I post this not to scare but to help those wondering whether to go with AC then T or TCH and without information on their TOPO II level (still "not actually proven in a large clinical trial" as the lingo goes, make up their minds based on available evidence of the risks, benefits:

Minerva Cardioangiol. 2007 Dec;55(6):711-20.
Assessment of left ventricular systolic dysfunction by tissue Doppler imaging to detect subclinical cardiomyopathy early after anthracycline therapy.

Lotrionte M, Palazzoni G, Natali R, Comerci G, Abbate A, Loperfido F, Biondi-Zoccai G.
Division of Heart Failure and Cardiac Rehabilitation, Cardiovascular Department, Catholic University of the Sacred Heart Rome, Italy gbiondizoccai@gmail.com.

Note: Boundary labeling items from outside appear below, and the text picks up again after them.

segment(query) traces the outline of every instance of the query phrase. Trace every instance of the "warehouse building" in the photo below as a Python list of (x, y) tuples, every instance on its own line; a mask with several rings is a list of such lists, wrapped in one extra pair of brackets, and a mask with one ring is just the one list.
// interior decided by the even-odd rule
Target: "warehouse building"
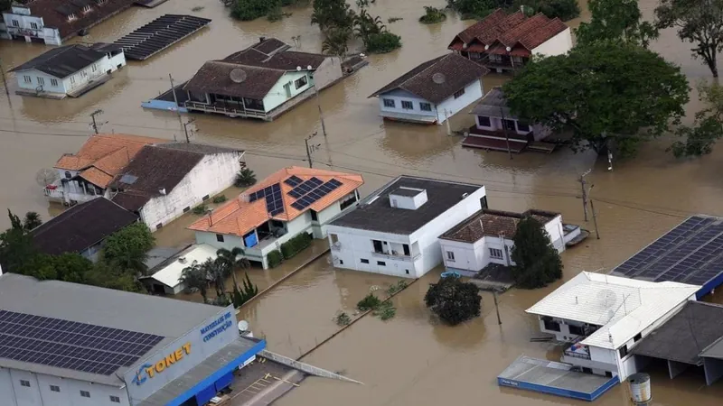
[(4, 406), (200, 406), (263, 350), (220, 308), (0, 276)]

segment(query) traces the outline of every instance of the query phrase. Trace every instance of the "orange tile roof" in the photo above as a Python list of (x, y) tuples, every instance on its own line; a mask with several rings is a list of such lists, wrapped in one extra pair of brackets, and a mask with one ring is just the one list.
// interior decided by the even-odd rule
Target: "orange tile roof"
[[(320, 180), (325, 182), (335, 179), (342, 182), (342, 186), (316, 200), (306, 208), (297, 210), (291, 207), (291, 204), (296, 201), (296, 199), (288, 195), (288, 192), (294, 189), (294, 187), (284, 183), (284, 180), (295, 175), (302, 180), (307, 180), (313, 177), (316, 177)], [(278, 183), (281, 186), (284, 212), (272, 217), (266, 209), (265, 198), (259, 198), (249, 203), (248, 196), (275, 183)], [(363, 183), (364, 180), (362, 178), (362, 175), (352, 173), (302, 168), (298, 166), (284, 168), (269, 175), (253, 187), (249, 188), (249, 189), (239, 196), (239, 198), (216, 208), (211, 216), (205, 216), (197, 220), (188, 228), (190, 230), (208, 231), (217, 234), (244, 235), (268, 221), (270, 218), (281, 221), (291, 221), (308, 209), (321, 211), (349, 193), (352, 193)]]
[(123, 134), (95, 134), (77, 153), (61, 156), (55, 168), (82, 171), (80, 177), (105, 189), (144, 146), (163, 143), (168, 140)]

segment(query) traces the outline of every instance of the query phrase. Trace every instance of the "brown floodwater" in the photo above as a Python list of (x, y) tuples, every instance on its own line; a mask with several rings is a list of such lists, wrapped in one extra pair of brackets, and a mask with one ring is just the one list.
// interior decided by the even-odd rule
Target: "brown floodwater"
[[(662, 233), (695, 213), (723, 215), (723, 198), (718, 168), (723, 153), (718, 150), (699, 160), (676, 161), (665, 148), (670, 140), (645, 145), (639, 155), (618, 162), (607, 171), (606, 162), (596, 161), (591, 152), (575, 154), (559, 151), (551, 155), (526, 152), (508, 159), (500, 152), (463, 149), (460, 137), (448, 136), (446, 126), (419, 126), (383, 123), (378, 116), (378, 104), (369, 99), (390, 80), (417, 64), (446, 52), (455, 33), (472, 22), (451, 15), (441, 24), (423, 25), (417, 19), (423, 5), (442, 6), (436, 0), (377, 0), (372, 14), (385, 21), (390, 30), (401, 35), (404, 47), (386, 55), (370, 56), (370, 65), (354, 76), (321, 93), (328, 132), (327, 139), (318, 135), (321, 144), (315, 152), (315, 166), (364, 175), (362, 194), (408, 173), (484, 184), (491, 207), (510, 210), (529, 208), (556, 210), (567, 222), (593, 230), (585, 222), (577, 176), (588, 169), (587, 180), (595, 184), (591, 197), (598, 213), (600, 240), (592, 236), (583, 245), (563, 254), (565, 278), (581, 270), (607, 271), (650, 243)], [(647, 18), (654, 0), (643, 0), (641, 8)], [(202, 6), (200, 12), (192, 12)], [(571, 22), (577, 25), (588, 18), (582, 4), (583, 16)], [(71, 152), (90, 134), (89, 114), (99, 108), (102, 131), (130, 133), (166, 139), (181, 139), (178, 117), (168, 112), (143, 110), (142, 101), (169, 88), (168, 74), (176, 81), (185, 80), (207, 60), (219, 59), (245, 48), (259, 36), (275, 36), (298, 48), (318, 51), (322, 36), (309, 23), (310, 8), (295, 7), (283, 22), (259, 19), (239, 23), (228, 17), (220, 2), (211, 0), (172, 0), (155, 9), (133, 8), (90, 30), (90, 35), (75, 42), (111, 42), (164, 14), (194, 14), (211, 18), (211, 26), (145, 62), (130, 61), (116, 77), (78, 99), (61, 101), (21, 97), (13, 74), (8, 75), (11, 96), (0, 91), (0, 206), (14, 212), (40, 212), (47, 218), (57, 214), (57, 207), (43, 198), (35, 173), (52, 167), (63, 152)], [(352, 51), (359, 43), (352, 46)], [(671, 63), (681, 66), (694, 84), (710, 77), (708, 69), (690, 58), (690, 45), (681, 42), (673, 31), (663, 32), (651, 48)], [(39, 55), (46, 50), (37, 44), (0, 42), (0, 59), (5, 70)], [(504, 80), (495, 75), (484, 78), (485, 88)], [(687, 111), (690, 117), (700, 106), (695, 93)], [(624, 108), (624, 106), (621, 106)], [(302, 104), (273, 123), (228, 119), (215, 115), (192, 115), (196, 119), (192, 141), (242, 148), (247, 162), (259, 178), (282, 166), (306, 165), (304, 139), (321, 133), (316, 104)], [(184, 117), (185, 120), (187, 117)], [(472, 124), (470, 116), (453, 117), (453, 129)], [(238, 190), (227, 191), (228, 196)], [(182, 246), (192, 241), (184, 231), (187, 215), (157, 234), (159, 243)], [(590, 218), (592, 220), (592, 218)], [(7, 226), (0, 219), (0, 226)], [(315, 249), (323, 249), (315, 245)], [(259, 288), (269, 286), (289, 272), (304, 257), (295, 258), (282, 268), (250, 270)], [(527, 291), (512, 290), (501, 297), (503, 324), (497, 325), (492, 299), (484, 295), (483, 317), (455, 328), (439, 326), (430, 319), (423, 307), (427, 286), (439, 270), (430, 272), (395, 297), (397, 316), (387, 322), (365, 317), (335, 337), (305, 360), (335, 371), (343, 371), (362, 381), (364, 385), (310, 378), (282, 398), (280, 405), (577, 405), (582, 402), (540, 394), (502, 389), (495, 377), (521, 354), (559, 359), (558, 349), (544, 343), (531, 343), (536, 334), (533, 320), (524, 309), (559, 283)], [(265, 336), (269, 349), (297, 356), (336, 331), (332, 318), (337, 311), (352, 312), (354, 304), (371, 286), (385, 286), (393, 279), (366, 273), (334, 270), (328, 255), (314, 262), (280, 282), (273, 291), (241, 309), (239, 318)], [(715, 298), (721, 300), (720, 295)], [(723, 385), (706, 387), (699, 376), (669, 380), (662, 372), (653, 374), (653, 404), (718, 405)], [(597, 404), (622, 406), (627, 394), (618, 386)]]

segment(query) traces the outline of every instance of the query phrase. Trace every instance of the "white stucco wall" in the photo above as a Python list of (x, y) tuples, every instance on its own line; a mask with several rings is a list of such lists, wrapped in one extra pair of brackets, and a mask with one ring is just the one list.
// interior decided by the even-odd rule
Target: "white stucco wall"
[[(21, 380), (28, 381), (30, 387), (23, 386)], [(51, 391), (51, 385), (61, 392)], [(119, 384), (120, 386), (120, 384)], [(120, 387), (59, 378), (42, 374), (32, 374), (16, 369), (0, 369), (0, 399), (3, 406), (117, 406), (128, 405), (127, 394)], [(87, 391), (90, 397), (80, 396)], [(117, 396), (119, 403), (110, 401)]]
[(532, 55), (555, 56), (568, 53), (572, 49), (569, 27), (532, 50)]
[(165, 196), (148, 200), (141, 208), (144, 223), (151, 231), (158, 224), (166, 225), (183, 214), (183, 208), (201, 204), (206, 195), (213, 196), (233, 184), (236, 173), (240, 171), (242, 152), (208, 154)]
[[(484, 89), (482, 86), (482, 80), (476, 79), (474, 82), (465, 87), (465, 94), (457, 98), (454, 96), (446, 98), (437, 106), (437, 120), (438, 124), (445, 122), (446, 117), (451, 117), (459, 113), (465, 107), (471, 105), (473, 102), (482, 97), (484, 94)], [(446, 114), (445, 113), (446, 112)]]

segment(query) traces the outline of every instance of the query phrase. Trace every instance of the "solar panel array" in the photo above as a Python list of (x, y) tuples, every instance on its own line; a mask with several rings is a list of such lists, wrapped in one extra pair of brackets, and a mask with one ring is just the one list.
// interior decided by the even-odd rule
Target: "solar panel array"
[[(314, 178), (313, 178), (314, 179)], [(331, 193), (332, 190), (335, 189), (336, 188), (342, 186), (342, 182), (339, 180), (333, 179), (326, 183), (324, 183), (317, 188), (310, 190), (305, 195), (302, 196), (301, 198), (297, 198), (296, 201), (291, 204), (291, 207), (296, 208), (296, 210), (303, 210), (316, 200), (324, 198), (324, 196)], [(292, 190), (293, 191), (293, 190)], [(289, 192), (291, 194), (291, 192)]]
[(704, 285), (723, 272), (723, 221), (691, 217), (613, 272), (629, 278)]
[(0, 310), (0, 358), (109, 375), (164, 337)]

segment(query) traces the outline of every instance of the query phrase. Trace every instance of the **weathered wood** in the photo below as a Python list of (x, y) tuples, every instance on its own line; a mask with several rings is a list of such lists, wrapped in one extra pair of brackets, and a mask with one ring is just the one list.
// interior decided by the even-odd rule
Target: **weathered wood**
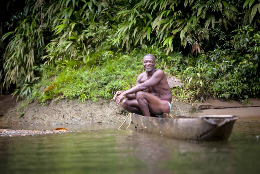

AIM: Anthracycline (ANT) chemotherapy for breast cancer, while associated with high response rates, is fraught by risks of irreversible cardiotoxicity. Unfortunately means to detect such cardiotoxicity early on and at a sublinical stage are lacking. We evaluated the role of systolic tissue Doppler imaging (TDI) in appraising postchemotherapy left ventricular (LV) remodelling. METHODS: Patients undergoing ANT-chemotherapy for breast cancer were enrolled, and underwent baseline and >6-months echocardiography (standard and TDI). According to the pattern of LV-TDI systolic remodelling from baseline to follow-up, patients were stratified in: group 1 (no LV-TDI worsening), group 2 (minor LV-TDI worsening), and group 3 (major LV-TDI worsening). Fifty-six patients were included (follow-up 9+/-6 months). RESULTS: At baseline, no patient had abnormal LV ejection fraction (LVEF), LV-TDI systolic dysfunction or New York Heart Association (NYHA) >1. Follow-up overall analysis showed significant deterioration in LVEF, end-diastolic diameter (EDD) end-systolic diameter (ESD), and TDI-systolic parameters (all P<0.05). Specifically, 29 (51.8%) patients showed no adverse LV-TDI systolic remodelling, while 17 (30.4%) were in group 2, and 10 (17.9%) in group 3. All groups shared similar conditions at baseline. Patients with adverse LV-TDI remodelling had significant increases in EDD and ESD, as well as a significantly decreased LVEF (all P<0.05). No patient in group 1 had abnormal LVEF at follow-up, while 1 patient in group 2 and 2 patients in group 3 had abnormal LVEF (P<0.05). CONCLUSION: Subclinical systolic dysfunction occurs in almost 50% of patients early after chemotherapy for breast cancer, with a more adverse by LV-TDI remodelling implying a more pronounced deterioration of standard echocardiographic parameters.